Gesa Solveig DudenLucienne Martins-Borges
Published in: Psychotherapy research : journal of the Society for Psychotherapy Research (2020)
Globally, nearly 80 million people are forcibly displaced. Being a refugee can impact one's mental health profoundly. Although specific approaches for psychotherapy with refugees have been developed, this study is the first to investigate psychotherapy with refugees in Brazil. Semi-structured interviews were conducted with 18 psychotherapists in Brazil and analysed using consensual qualitative research and thematic analysis. Supportive and hindering elements in psychotherapy with refugee patients in Brazil were identified at eight different levels: the patient, the therapist, their relationship, the setting, the psychotherapeutic approach, the context of the patient, the context of the therapist and the societal context in Brazil.

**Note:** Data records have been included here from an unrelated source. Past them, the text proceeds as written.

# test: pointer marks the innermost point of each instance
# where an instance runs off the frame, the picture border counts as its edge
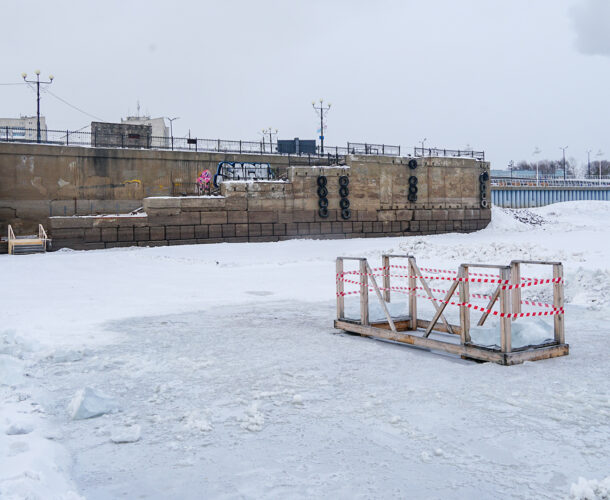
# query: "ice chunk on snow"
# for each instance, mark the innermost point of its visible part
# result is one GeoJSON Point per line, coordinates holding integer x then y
{"type": "Point", "coordinates": [524, 332]}
{"type": "Point", "coordinates": [129, 434]}
{"type": "Point", "coordinates": [253, 420]}
{"type": "Point", "coordinates": [590, 490]}
{"type": "Point", "coordinates": [89, 403]}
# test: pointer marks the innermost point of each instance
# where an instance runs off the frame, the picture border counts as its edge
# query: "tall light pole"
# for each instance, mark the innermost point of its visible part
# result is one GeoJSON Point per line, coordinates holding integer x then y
{"type": "Point", "coordinates": [322, 112]}
{"type": "Point", "coordinates": [37, 82]}
{"type": "Point", "coordinates": [537, 151]}
{"type": "Point", "coordinates": [171, 127]}
{"type": "Point", "coordinates": [564, 161]}
{"type": "Point", "coordinates": [269, 131]}
{"type": "Point", "coordinates": [423, 145]}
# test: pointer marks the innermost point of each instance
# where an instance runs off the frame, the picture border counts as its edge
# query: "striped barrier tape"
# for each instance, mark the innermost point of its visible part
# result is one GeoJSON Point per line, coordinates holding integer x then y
{"type": "Point", "coordinates": [553, 312]}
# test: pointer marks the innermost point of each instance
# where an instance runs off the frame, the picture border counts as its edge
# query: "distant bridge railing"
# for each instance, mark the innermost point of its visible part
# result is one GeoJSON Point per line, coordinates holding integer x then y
{"type": "Point", "coordinates": [137, 140]}
{"type": "Point", "coordinates": [549, 182]}
{"type": "Point", "coordinates": [454, 153]}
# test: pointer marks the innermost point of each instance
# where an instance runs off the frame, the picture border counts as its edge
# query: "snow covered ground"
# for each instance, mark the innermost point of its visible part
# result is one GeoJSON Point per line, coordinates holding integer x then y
{"type": "Point", "coordinates": [222, 376]}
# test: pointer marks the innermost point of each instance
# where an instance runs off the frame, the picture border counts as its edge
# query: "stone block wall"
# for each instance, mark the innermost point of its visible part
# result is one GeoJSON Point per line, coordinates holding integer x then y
{"type": "Point", "coordinates": [448, 201]}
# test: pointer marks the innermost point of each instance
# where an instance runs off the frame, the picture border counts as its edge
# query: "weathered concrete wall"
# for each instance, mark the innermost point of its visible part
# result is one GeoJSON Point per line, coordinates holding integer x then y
{"type": "Point", "coordinates": [53, 187]}
{"type": "Point", "coordinates": [38, 181]}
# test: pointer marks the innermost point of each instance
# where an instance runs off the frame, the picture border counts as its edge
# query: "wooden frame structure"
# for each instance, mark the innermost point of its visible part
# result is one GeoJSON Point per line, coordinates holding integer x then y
{"type": "Point", "coordinates": [416, 331]}
{"type": "Point", "coordinates": [28, 244]}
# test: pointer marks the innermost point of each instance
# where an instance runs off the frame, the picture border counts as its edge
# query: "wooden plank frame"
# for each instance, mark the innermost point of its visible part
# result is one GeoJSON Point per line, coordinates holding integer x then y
{"type": "Point", "coordinates": [415, 331]}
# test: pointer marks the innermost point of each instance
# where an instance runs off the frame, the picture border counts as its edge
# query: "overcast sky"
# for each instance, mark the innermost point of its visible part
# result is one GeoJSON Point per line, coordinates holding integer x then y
{"type": "Point", "coordinates": [501, 76]}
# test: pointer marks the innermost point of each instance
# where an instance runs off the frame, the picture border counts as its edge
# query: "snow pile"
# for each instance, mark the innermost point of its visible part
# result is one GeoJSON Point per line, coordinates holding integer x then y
{"type": "Point", "coordinates": [590, 489]}
{"type": "Point", "coordinates": [89, 403]}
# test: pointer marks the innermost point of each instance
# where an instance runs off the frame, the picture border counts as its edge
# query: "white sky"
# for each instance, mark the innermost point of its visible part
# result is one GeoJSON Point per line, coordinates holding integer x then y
{"type": "Point", "coordinates": [502, 76]}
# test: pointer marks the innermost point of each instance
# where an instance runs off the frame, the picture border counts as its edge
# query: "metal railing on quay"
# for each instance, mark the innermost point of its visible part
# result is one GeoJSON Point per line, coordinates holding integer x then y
{"type": "Point", "coordinates": [145, 141]}
{"type": "Point", "coordinates": [549, 182]}
{"type": "Point", "coordinates": [454, 153]}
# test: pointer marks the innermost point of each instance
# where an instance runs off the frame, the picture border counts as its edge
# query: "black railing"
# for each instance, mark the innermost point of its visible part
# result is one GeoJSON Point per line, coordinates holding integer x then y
{"type": "Point", "coordinates": [136, 140]}
{"type": "Point", "coordinates": [455, 153]}
{"type": "Point", "coordinates": [363, 148]}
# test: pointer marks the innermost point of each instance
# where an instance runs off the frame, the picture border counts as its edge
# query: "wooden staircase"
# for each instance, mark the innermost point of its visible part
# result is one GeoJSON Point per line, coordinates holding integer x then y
{"type": "Point", "coordinates": [23, 245]}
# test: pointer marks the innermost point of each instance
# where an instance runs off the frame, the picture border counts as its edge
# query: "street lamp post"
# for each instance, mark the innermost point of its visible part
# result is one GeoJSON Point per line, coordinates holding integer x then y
{"type": "Point", "coordinates": [269, 131]}
{"type": "Point", "coordinates": [322, 112]}
{"type": "Point", "coordinates": [37, 82]}
{"type": "Point", "coordinates": [537, 151]}
{"type": "Point", "coordinates": [564, 161]}
{"type": "Point", "coordinates": [171, 127]}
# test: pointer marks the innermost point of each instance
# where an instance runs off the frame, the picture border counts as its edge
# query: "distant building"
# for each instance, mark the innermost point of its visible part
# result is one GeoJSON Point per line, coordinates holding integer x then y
{"type": "Point", "coordinates": [121, 135]}
{"type": "Point", "coordinates": [23, 128]}
{"type": "Point", "coordinates": [159, 130]}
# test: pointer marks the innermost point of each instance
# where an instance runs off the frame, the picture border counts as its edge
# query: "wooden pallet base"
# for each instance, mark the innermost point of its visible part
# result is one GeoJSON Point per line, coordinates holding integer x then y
{"type": "Point", "coordinates": [382, 330]}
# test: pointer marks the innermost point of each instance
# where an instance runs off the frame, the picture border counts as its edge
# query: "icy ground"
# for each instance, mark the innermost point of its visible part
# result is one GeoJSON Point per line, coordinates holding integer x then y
{"type": "Point", "coordinates": [222, 376]}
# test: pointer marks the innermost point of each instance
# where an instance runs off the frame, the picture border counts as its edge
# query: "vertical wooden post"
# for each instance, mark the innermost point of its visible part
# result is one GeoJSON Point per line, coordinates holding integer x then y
{"type": "Point", "coordinates": [412, 294]}
{"type": "Point", "coordinates": [364, 294]}
{"type": "Point", "coordinates": [558, 303]}
{"type": "Point", "coordinates": [340, 290]}
{"type": "Point", "coordinates": [385, 263]}
{"type": "Point", "coordinates": [505, 323]}
{"type": "Point", "coordinates": [515, 279]}
{"type": "Point", "coordinates": [464, 288]}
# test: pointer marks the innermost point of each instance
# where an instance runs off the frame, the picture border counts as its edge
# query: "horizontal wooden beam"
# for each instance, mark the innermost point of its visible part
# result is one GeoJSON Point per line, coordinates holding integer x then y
{"type": "Point", "coordinates": [467, 350]}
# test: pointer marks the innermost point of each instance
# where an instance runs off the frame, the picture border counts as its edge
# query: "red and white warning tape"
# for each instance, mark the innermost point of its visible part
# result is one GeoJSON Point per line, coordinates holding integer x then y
{"type": "Point", "coordinates": [408, 291]}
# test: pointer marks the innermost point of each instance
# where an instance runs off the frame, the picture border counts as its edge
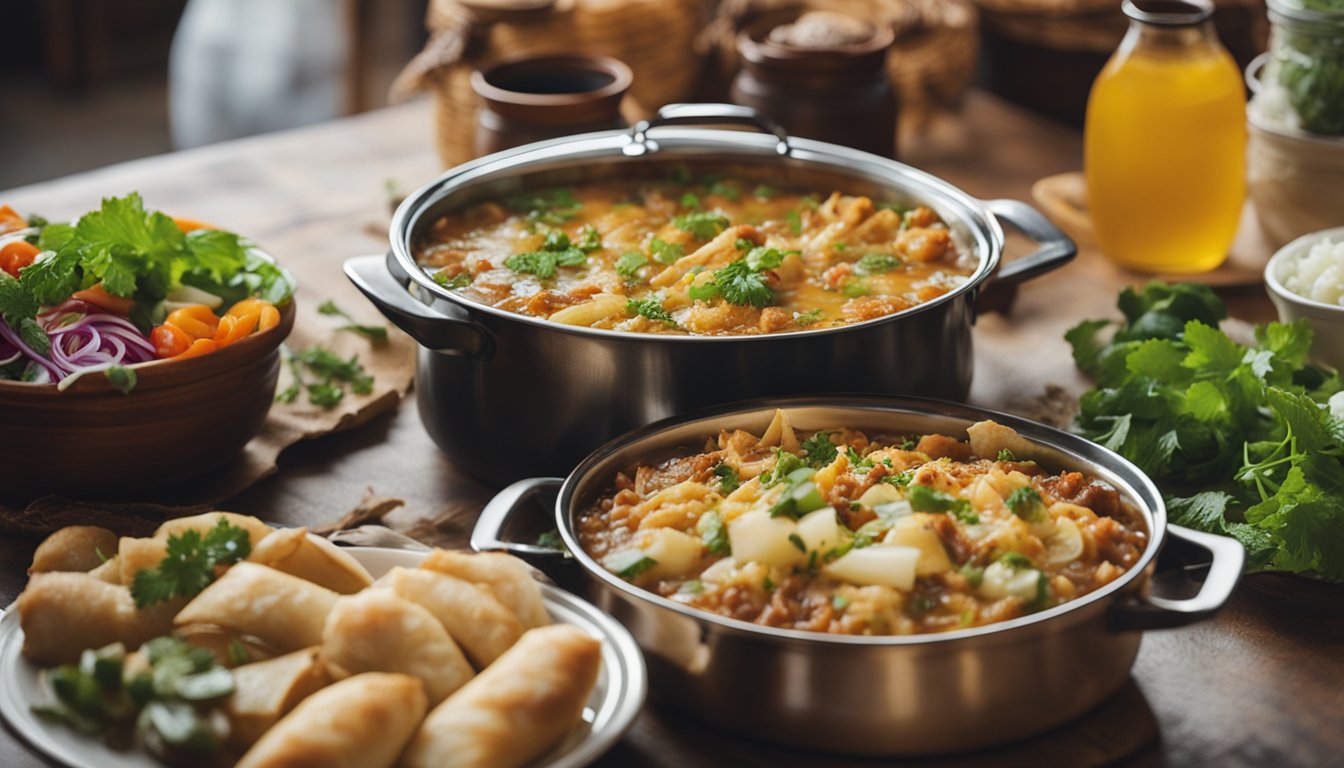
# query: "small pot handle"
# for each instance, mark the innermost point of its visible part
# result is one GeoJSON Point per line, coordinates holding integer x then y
{"type": "Point", "coordinates": [489, 527]}
{"type": "Point", "coordinates": [375, 279]}
{"type": "Point", "coordinates": [1152, 612]}
{"type": "Point", "coordinates": [1055, 250]}
{"type": "Point", "coordinates": [640, 143]}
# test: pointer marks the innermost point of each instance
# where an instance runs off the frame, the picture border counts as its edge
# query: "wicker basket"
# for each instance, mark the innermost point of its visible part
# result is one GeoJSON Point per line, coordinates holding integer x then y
{"type": "Point", "coordinates": [656, 38]}
{"type": "Point", "coordinates": [930, 63]}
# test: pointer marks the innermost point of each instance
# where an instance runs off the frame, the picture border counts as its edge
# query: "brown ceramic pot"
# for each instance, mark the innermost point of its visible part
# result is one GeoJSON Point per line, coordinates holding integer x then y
{"type": "Point", "coordinates": [535, 97]}
{"type": "Point", "coordinates": [183, 420]}
{"type": "Point", "coordinates": [837, 94]}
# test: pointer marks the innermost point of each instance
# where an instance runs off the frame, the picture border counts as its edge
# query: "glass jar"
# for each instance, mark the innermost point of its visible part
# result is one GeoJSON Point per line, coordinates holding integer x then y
{"type": "Point", "coordinates": [1165, 143]}
{"type": "Point", "coordinates": [1307, 63]}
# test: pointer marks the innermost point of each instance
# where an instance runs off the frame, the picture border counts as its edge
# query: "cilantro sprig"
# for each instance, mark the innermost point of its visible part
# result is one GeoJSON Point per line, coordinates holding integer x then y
{"type": "Point", "coordinates": [190, 562]}
{"type": "Point", "coordinates": [1237, 435]}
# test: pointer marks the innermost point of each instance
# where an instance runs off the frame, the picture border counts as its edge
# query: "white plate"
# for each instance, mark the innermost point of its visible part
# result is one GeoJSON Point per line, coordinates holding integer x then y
{"type": "Point", "coordinates": [613, 706]}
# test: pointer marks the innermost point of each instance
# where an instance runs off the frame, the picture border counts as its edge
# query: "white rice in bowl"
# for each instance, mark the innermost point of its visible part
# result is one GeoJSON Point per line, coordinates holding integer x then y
{"type": "Point", "coordinates": [1317, 273]}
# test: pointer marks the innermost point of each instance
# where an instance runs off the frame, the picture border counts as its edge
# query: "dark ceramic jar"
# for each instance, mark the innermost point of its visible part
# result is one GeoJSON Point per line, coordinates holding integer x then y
{"type": "Point", "coordinates": [535, 97]}
{"type": "Point", "coordinates": [836, 93]}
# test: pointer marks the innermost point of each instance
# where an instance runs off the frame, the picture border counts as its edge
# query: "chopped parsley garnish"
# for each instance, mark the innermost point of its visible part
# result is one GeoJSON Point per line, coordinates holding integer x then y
{"type": "Point", "coordinates": [371, 332]}
{"type": "Point", "coordinates": [1026, 503]}
{"type": "Point", "coordinates": [875, 264]}
{"type": "Point", "coordinates": [649, 307]}
{"type": "Point", "coordinates": [665, 252]}
{"type": "Point", "coordinates": [702, 225]}
{"type": "Point", "coordinates": [454, 281]}
{"type": "Point", "coordinates": [925, 499]}
{"type": "Point", "coordinates": [714, 534]}
{"type": "Point", "coordinates": [188, 564]}
{"type": "Point", "coordinates": [808, 318]}
{"type": "Point", "coordinates": [729, 479]}
{"type": "Point", "coordinates": [819, 449]}
{"type": "Point", "coordinates": [629, 264]}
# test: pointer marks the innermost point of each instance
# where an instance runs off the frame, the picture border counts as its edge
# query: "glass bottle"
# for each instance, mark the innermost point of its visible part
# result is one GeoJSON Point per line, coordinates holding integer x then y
{"type": "Point", "coordinates": [1165, 143]}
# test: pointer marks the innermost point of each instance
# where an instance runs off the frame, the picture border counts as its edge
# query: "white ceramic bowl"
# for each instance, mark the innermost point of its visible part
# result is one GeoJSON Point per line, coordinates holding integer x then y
{"type": "Point", "coordinates": [1327, 320]}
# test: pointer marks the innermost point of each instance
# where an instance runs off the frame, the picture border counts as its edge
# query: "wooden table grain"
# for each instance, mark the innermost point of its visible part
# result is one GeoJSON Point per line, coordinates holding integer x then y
{"type": "Point", "coordinates": [1260, 685]}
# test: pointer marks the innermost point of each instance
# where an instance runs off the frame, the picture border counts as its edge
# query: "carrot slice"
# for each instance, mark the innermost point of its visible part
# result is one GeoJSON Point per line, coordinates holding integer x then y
{"type": "Point", "coordinates": [196, 349]}
{"type": "Point", "coordinates": [18, 254]}
{"type": "Point", "coordinates": [170, 340]}
{"type": "Point", "coordinates": [191, 225]}
{"type": "Point", "coordinates": [198, 320]}
{"type": "Point", "coordinates": [11, 221]}
{"type": "Point", "coordinates": [98, 296]}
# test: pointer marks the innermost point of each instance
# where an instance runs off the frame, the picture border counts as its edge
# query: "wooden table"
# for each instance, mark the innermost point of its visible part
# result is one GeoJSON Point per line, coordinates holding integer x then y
{"type": "Point", "coordinates": [1260, 685]}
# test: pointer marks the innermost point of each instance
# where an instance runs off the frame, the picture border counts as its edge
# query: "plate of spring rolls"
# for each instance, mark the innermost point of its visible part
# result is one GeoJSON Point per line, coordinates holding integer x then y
{"type": "Point", "coordinates": [221, 640]}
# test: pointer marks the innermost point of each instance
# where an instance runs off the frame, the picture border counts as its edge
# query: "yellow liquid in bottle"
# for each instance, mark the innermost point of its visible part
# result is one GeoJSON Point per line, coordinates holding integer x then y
{"type": "Point", "coordinates": [1165, 158]}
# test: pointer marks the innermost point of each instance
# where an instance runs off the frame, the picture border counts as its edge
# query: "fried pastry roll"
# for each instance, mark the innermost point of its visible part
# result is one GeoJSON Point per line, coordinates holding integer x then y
{"type": "Point", "coordinates": [359, 722]}
{"type": "Point", "coordinates": [471, 613]}
{"type": "Point", "coordinates": [312, 558]}
{"type": "Point", "coordinates": [508, 577]}
{"type": "Point", "coordinates": [516, 709]}
{"type": "Point", "coordinates": [278, 608]}
{"type": "Point", "coordinates": [378, 631]}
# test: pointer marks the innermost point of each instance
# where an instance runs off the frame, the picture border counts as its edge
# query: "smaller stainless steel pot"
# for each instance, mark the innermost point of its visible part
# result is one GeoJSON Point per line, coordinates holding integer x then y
{"type": "Point", "coordinates": [919, 694]}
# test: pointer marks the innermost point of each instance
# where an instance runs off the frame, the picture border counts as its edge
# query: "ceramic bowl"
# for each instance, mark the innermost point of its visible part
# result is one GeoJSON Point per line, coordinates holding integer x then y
{"type": "Point", "coordinates": [1327, 320]}
{"type": "Point", "coordinates": [183, 420]}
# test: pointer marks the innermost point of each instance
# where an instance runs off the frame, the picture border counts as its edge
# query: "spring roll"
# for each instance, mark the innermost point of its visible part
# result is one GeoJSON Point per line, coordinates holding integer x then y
{"type": "Point", "coordinates": [471, 613]}
{"type": "Point", "coordinates": [316, 560]}
{"type": "Point", "coordinates": [376, 631]}
{"type": "Point", "coordinates": [74, 548]}
{"type": "Point", "coordinates": [277, 608]}
{"type": "Point", "coordinates": [516, 709]}
{"type": "Point", "coordinates": [62, 613]}
{"type": "Point", "coordinates": [508, 577]}
{"type": "Point", "coordinates": [359, 722]}
{"type": "Point", "coordinates": [265, 692]}
{"type": "Point", "coordinates": [256, 529]}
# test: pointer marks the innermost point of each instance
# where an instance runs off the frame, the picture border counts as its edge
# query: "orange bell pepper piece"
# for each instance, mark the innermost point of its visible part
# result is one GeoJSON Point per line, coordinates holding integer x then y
{"type": "Point", "coordinates": [269, 318]}
{"type": "Point", "coordinates": [18, 254]}
{"type": "Point", "coordinates": [98, 296]}
{"type": "Point", "coordinates": [11, 221]}
{"type": "Point", "coordinates": [198, 320]}
{"type": "Point", "coordinates": [196, 349]}
{"type": "Point", "coordinates": [170, 340]}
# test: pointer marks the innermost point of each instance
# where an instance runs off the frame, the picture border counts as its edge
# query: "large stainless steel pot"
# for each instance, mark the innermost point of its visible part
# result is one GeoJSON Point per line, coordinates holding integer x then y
{"type": "Point", "coordinates": [883, 694]}
{"type": "Point", "coordinates": [510, 396]}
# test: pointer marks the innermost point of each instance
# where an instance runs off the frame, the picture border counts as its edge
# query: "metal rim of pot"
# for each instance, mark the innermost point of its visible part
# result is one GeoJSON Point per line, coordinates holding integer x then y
{"type": "Point", "coordinates": [1144, 612]}
{"type": "Point", "coordinates": [444, 332]}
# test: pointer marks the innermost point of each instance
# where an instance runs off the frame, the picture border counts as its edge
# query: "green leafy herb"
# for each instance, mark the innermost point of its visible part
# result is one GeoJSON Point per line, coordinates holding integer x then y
{"type": "Point", "coordinates": [1026, 503]}
{"type": "Point", "coordinates": [456, 281]}
{"type": "Point", "coordinates": [629, 264]}
{"type": "Point", "coordinates": [121, 378]}
{"type": "Point", "coordinates": [188, 564]}
{"type": "Point", "coordinates": [925, 499]}
{"type": "Point", "coordinates": [729, 479]}
{"type": "Point", "coordinates": [702, 225]}
{"type": "Point", "coordinates": [875, 264]}
{"type": "Point", "coordinates": [649, 307]}
{"type": "Point", "coordinates": [665, 252]}
{"type": "Point", "coordinates": [819, 449]}
{"type": "Point", "coordinates": [1235, 435]}
{"type": "Point", "coordinates": [372, 332]}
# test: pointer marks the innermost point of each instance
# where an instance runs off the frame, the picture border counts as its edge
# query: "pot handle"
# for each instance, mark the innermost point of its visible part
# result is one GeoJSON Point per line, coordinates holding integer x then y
{"type": "Point", "coordinates": [639, 143]}
{"type": "Point", "coordinates": [487, 534]}
{"type": "Point", "coordinates": [1152, 612]}
{"type": "Point", "coordinates": [1055, 250]}
{"type": "Point", "coordinates": [385, 284]}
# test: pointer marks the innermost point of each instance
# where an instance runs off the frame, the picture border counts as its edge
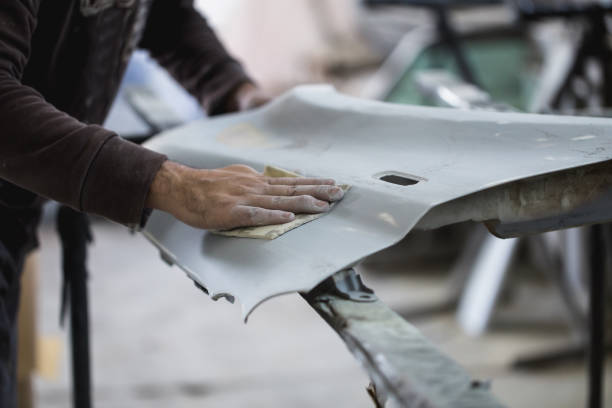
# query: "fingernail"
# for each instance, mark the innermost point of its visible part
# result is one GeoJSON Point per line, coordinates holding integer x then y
{"type": "Point", "coordinates": [336, 193]}
{"type": "Point", "coordinates": [322, 204]}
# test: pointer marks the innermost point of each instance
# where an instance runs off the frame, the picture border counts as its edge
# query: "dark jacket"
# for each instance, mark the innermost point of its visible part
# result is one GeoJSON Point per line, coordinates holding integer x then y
{"type": "Point", "coordinates": [61, 62]}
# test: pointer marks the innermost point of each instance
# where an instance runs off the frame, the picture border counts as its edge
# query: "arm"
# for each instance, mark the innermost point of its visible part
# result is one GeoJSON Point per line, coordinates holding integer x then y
{"type": "Point", "coordinates": [181, 41]}
{"type": "Point", "coordinates": [54, 155]}
{"type": "Point", "coordinates": [237, 196]}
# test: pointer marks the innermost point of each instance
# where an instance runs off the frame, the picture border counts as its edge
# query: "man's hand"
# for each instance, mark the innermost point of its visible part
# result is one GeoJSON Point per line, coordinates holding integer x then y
{"type": "Point", "coordinates": [236, 196]}
{"type": "Point", "coordinates": [247, 96]}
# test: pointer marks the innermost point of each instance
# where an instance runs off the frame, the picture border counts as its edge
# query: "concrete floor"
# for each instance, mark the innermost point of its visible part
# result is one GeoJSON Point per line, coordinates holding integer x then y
{"type": "Point", "coordinates": [160, 342]}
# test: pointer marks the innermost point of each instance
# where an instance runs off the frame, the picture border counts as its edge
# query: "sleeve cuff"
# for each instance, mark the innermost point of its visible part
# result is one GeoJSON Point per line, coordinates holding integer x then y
{"type": "Point", "coordinates": [118, 181]}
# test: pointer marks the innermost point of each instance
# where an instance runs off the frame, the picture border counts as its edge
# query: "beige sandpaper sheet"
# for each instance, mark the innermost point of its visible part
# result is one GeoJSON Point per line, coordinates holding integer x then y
{"type": "Point", "coordinates": [275, 231]}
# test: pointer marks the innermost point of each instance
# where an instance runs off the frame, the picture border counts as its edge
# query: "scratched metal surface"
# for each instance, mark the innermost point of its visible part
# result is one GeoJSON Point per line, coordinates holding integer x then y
{"type": "Point", "coordinates": [319, 132]}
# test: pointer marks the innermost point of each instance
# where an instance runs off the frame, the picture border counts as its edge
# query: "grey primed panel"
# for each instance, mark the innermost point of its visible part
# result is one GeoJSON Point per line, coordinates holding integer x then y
{"type": "Point", "coordinates": [318, 132]}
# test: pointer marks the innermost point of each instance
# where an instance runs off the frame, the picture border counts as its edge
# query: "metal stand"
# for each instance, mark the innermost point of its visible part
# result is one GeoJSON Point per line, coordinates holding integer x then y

Hindering elements in the therapy include missing preparation for the integration of refugees, lack of interpreters, patients' mistrust and therapists feeling untrained, helpless and becoming overinvolved. Supportive elements include a trusting therapeutic relationship, therapists' cultural humility and structural competence, patients' societal inclusion as well as working with groups and networks. This study shows that in light of the enormous structural challenges for the mental wellbeing of refugee patients, therapists' flexibility and the reliance on collective work and networks of support is crucial. Future research might investigate in more detail notions of collectivity-based mental healthcare in intercultural therapy settings.